As for the burning questions, for me, they are going to be concerning immuno-oncology. Why a given immune-modulator has so much impact on T-cells, how we can improve treatment and what is the next target to aim with immunotherapy or other means. It will help scientists to find new cures for cancer. I think flow cytometry and innovations should go into this as it is for the good of all of us. Cancer is a very prominent disease with the number of cases increasing every year. It will be very good if we can find ways to make the immune system fight cancer more efficiently and limit autoimmune adverse effects, which are being observed with current therapies.
7. You had asked about the types of antibodies that are or will be available for the BD® AbSeq Antibodies. Of course, you are interested in mouse antibodies?
Yes, don’t forget the mouse people. I know that these experiments are expensive. You need lots of new reagents and there is a lot of validation going on. You need to build up this portfolio. Please don’t forget the mouse. Something I have always wanted to do is to be able to look at the transcriptome in a targeted manner, not necessarily a whole-cell transcriptome assay. You will have an issue with the depth of the transcriptome that you’ll get with the single-cell technologies now. Targeting would involve having a set of genes you want to see and being able to look at lots of proteins, possibly the clonotype of your T-cells, at the same time. In a pre-clinical setting, while testing the efficacy of a new drug, one might be able to detect variations in the clonotypic composition of T-cells in the tumor and see at the transcriptional level and protein level that some of them become functionally more active. These combined layers of analysis should help understand the efficacy of a candidate treatment. This is what our partners are after and therefore, this is something we need to address.

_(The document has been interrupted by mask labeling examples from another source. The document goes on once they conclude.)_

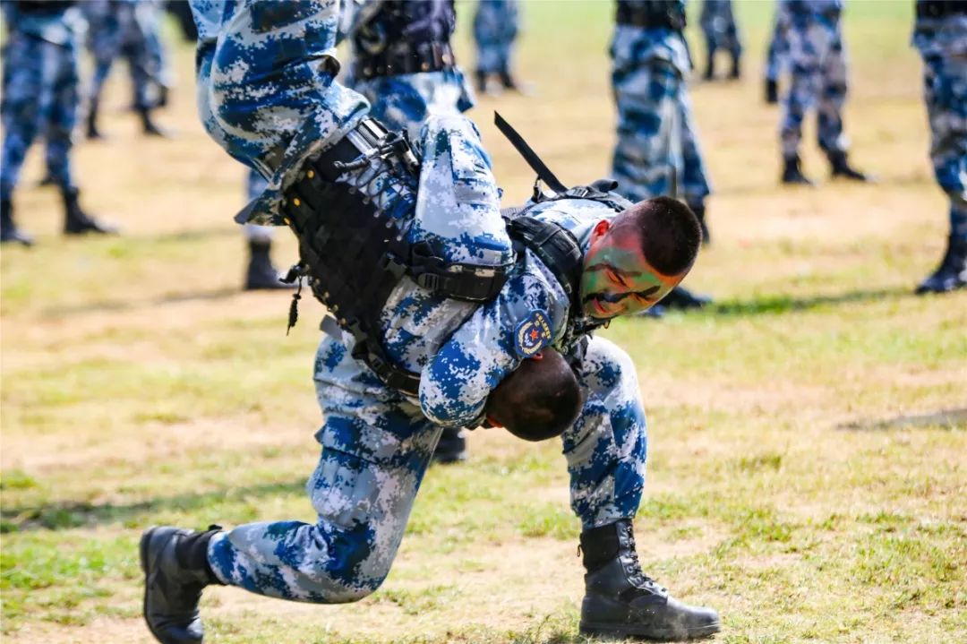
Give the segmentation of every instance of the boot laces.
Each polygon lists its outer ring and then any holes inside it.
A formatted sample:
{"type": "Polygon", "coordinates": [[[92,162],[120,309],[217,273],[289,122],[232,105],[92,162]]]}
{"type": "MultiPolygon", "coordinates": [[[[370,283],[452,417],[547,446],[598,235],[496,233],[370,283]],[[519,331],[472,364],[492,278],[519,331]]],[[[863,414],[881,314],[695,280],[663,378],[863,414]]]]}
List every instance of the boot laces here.
{"type": "Polygon", "coordinates": [[[633,546],[629,548],[627,556],[629,563],[630,564],[629,567],[630,570],[629,571],[630,574],[628,575],[628,580],[630,581],[632,585],[641,588],[642,590],[658,594],[667,592],[668,589],[659,584],[659,582],[645,574],[641,570],[641,562],[638,560],[638,552],[636,548],[633,546]]]}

The other thing is that once you are used to the advanced analysis methods in flow cytometry, the transition to these single-cell technologies will be easier. This is something that people could be afraid of and they may need the support of bioinformaticians. With your latest acquisition of FlowJo™ Software and the dynamic team there, I think people could handle these themselves. So people should not be afraid of jumping into this field.
8. Do you plan to use FlowJo™ Software in future studies?
With FlowJo™ Software there was an issue with version 10 on PCs. So we stopped using it. We have started using it again because issues have been fixed and there are now all these new plugins with R scripts that are talking to the FlowJo™ Software interface. Although I am very fortunate to have one bioinformatician on my team, I have also twelve biologists generating data. One bio-informatician is not enough for all the analyses we run. So, there is a need to make people autonomous and more engaged in their advanced analysis and FlowJo™ Software is a really good tool for that.